Thursday, July 30, 2015

Ana of California by Andi Teran

This novel is presented as a contemporary retelling of Anne of Green Gables.  While I have never read the novel, I adored the series on public television.  It's been long enough that I don't remember quite everything, but I do remember a very precocious orphan Anne, who wins the hearts of everyone around her.  I'm glad I don't remember much of Anne of Green Gables, because I wanted to read this novel on its own, with no echoes of its inspiration.  

Ana Cortez is fifteen, an orphan living in Los Angeles and being moved around the foster care system.  She's just been kicked out of her latest foster home, and has only one chance left before she is put into a group home: to become a farm trainee in Northern California for the summer.  Ana jumps at the chance to get out of L.A. and lands at the Garber farm run by Abbie and Emmett Garber.  Abbie is a whiz at cooking and has a pretty good business selling Garber produce, jams, pickles, preserves, and even hard cider to folks around the small town of Hadley.  Emmett runs the farm, and he's a bit taciturn and all business.  Ana is completely hopeless when it comes to working on the farm, but hopes to make it to her sixteenth birthday, so she can become emancipated.  Afraid to get too comfortable, she's a bit stand-offish with Abbie, who hopes time, good food, and a place to call home will help Ana find a sense of peace.  

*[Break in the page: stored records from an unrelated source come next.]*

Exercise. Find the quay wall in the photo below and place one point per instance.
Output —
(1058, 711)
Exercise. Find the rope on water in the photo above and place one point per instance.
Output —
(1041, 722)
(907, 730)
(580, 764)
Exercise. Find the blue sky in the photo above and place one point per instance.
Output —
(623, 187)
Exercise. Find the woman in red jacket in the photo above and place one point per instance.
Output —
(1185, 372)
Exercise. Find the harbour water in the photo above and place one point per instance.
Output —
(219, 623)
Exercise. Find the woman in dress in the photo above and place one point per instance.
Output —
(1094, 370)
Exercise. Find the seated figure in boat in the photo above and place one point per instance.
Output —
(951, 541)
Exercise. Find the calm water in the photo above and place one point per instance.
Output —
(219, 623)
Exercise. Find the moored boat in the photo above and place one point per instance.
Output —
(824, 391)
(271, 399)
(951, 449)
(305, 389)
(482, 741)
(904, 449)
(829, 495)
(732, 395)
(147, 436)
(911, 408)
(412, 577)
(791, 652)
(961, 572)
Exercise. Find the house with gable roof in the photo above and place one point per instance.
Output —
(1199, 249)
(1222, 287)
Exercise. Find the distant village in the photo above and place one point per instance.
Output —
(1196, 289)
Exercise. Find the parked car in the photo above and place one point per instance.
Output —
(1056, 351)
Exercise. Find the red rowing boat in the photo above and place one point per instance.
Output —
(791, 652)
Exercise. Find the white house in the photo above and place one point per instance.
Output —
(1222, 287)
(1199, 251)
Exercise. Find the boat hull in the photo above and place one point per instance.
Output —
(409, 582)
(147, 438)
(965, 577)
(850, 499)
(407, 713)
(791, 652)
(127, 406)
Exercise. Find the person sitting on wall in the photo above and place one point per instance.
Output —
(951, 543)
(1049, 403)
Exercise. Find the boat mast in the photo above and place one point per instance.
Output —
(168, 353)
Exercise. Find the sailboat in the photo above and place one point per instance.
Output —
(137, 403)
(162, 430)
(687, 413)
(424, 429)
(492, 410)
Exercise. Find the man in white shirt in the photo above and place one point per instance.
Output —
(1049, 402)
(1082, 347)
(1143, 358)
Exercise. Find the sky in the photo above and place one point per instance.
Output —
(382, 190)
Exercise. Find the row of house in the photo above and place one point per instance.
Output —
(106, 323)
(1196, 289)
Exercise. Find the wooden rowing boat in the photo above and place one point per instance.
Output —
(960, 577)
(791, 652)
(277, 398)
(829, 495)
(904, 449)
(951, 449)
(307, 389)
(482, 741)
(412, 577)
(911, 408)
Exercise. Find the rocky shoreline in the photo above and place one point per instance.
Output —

Ana's character is pretty interesting.  She's a brilliant artist, and is never far from her sketchbook.  She's well spoken, smart, and very conscious that the wrong word will send her back to a group home in L.A.  She's hard on herself, and afraid to hope for a permanent home at the Garber farm.  Ana meets Rye, a local teen girl who can't wait to get out of Hadley and into the big world.  A quick bond forms, and both girls get into a bit of trouble as the summer progresses and Ana stays on the farm to finish school and help the Garbers.  And then there's the mysterious Cole, a popular kid who keeps trying to talk to Ana. His connection to the Garber family creates tension and jeopardizes Ana's chance of having a permanent home with Abbie and Emmett. 

This was a different book for me to read.  I thought it felt like a teen novel, even though it is packaged as an adult novel.  Themes of abandonment, family, standing up for yourself, and recognizing love it all of its manifestations run through from beginning to end.  If there are more sequels to Ana's story, I'd probably pick them up.  I'd love to see her progress from a fifteen year old orphan finding a new family to a poised, confident young woman ready to experience what the world has to offer her.  

Enjoyable, quick read.  If you're a fan of Anne of Green Gables, by all means read this nod to a classic.  If you're unfamiliar with Anne, don't worry.  It's not necessary to know Anne's story in order to quickly get into Ana's world and cheer her on.  

Rating:  7/10 for a contemporary story about the difficulty of the foster care system in the U.S., as well as warm, not perfect-but flawed characters, and plenty of love and devotion to the small American farmer.   

Available in paperback and e book.

1 comment :

  1. I enjoyed this book as well and I agree that it definitely landed firmly in YA territory.